Y esta combinación de elementos irreales, tanto en lo tecnológico como en lo social, le dan a esta Fundición una identidad de lo más interesante que me alegra mucho que ahora se ponga en primer plano con la que espero que sea la primera de varias miniseries. Pero aunque estos son aspectos bastante interesantes en los que espero que se profundice, no podemos olvidar que esto es un cómic de aventuras, y uno que por lo que nos han contado en este primer número, parece que va a ir en una dirección muy clásica. Porque esa amenaza que está hundiendo barcos en el océano Atlántico, y acabando con los buques militares que han ido a investigar, debería resultar familiar a los lectores familiarizados con Julio Verne, especialmente cuando aquí mismo se menciona el encuentro en el pasado de la Fundición con un misterioso y muy avanzado submarino en los límites del Atlántico. Así que no me sorprendería que Mignola, Roberson y Mitten vayan a introducir en el Hellboyverso su propia versión del Nautilus y del Capitán Nemo.

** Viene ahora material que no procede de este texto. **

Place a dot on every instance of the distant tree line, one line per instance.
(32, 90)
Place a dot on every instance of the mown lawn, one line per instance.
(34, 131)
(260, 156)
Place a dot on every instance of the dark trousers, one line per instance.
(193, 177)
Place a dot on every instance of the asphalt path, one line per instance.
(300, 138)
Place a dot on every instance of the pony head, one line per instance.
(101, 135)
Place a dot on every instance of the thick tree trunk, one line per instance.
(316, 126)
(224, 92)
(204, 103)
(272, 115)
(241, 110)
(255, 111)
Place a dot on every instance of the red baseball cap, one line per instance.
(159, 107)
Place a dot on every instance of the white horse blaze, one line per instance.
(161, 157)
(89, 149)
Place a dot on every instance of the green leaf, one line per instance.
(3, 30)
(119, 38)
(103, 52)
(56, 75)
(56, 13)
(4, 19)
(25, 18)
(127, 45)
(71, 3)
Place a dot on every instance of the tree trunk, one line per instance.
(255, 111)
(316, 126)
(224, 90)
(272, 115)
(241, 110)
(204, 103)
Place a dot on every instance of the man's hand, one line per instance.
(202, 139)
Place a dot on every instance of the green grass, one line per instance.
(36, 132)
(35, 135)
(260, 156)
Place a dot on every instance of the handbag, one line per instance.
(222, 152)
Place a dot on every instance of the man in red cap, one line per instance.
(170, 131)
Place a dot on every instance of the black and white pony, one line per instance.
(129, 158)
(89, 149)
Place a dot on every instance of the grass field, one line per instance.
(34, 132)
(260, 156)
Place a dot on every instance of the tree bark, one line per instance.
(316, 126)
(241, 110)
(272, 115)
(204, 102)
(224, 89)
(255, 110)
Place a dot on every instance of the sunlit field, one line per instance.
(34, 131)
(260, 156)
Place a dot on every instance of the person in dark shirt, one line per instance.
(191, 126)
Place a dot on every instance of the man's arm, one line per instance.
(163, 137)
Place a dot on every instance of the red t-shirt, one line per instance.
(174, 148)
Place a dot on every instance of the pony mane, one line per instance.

En el apartado gráfico contamos con otro viejo conocido del universo de Hellboy, Christopher Mitten, quien a lo largo de la última década ya había dibujado historias de Hellboy, la B.P.R.D. y algunos villanos y organizaciones místicas malvadas y cuyo estilo se amolda a la perfección a estas historias. Porque aunque este en ningún momento trata de imitar a Mignola, su trazo suelto e irregular, casi tosco en algunos aspectos, se presta muy bien a estas historias de época. Aunque viendo su trabajo aquí, en lo que más destaca es a la hora de representar toda esa ciencia y tecnología antediluviana, maquinaria imposible y steampunk, y combinarla con la estética victoriana del cómic.

Así The Foundry/La Fundición se une a la larga lista de cómics del Hellboyverso que me han enganchado y fascinado, no solo por el talento que hay detrás de ellos, sino por cómo estas historias se expanden en todas direcciones, abarcando aspectos de todo el género fantástico, de aventuras y muchos más, convirtiéndose en uno de los universos de ficción más ricos e interesantes del momento. Por ello yo seguiré explorando, y recomendando, todo lo que me he perdido de este universo, y lo que se está publicando en la actualidad, porque hasta la fecha todo sigue mereciendo mucho la pena.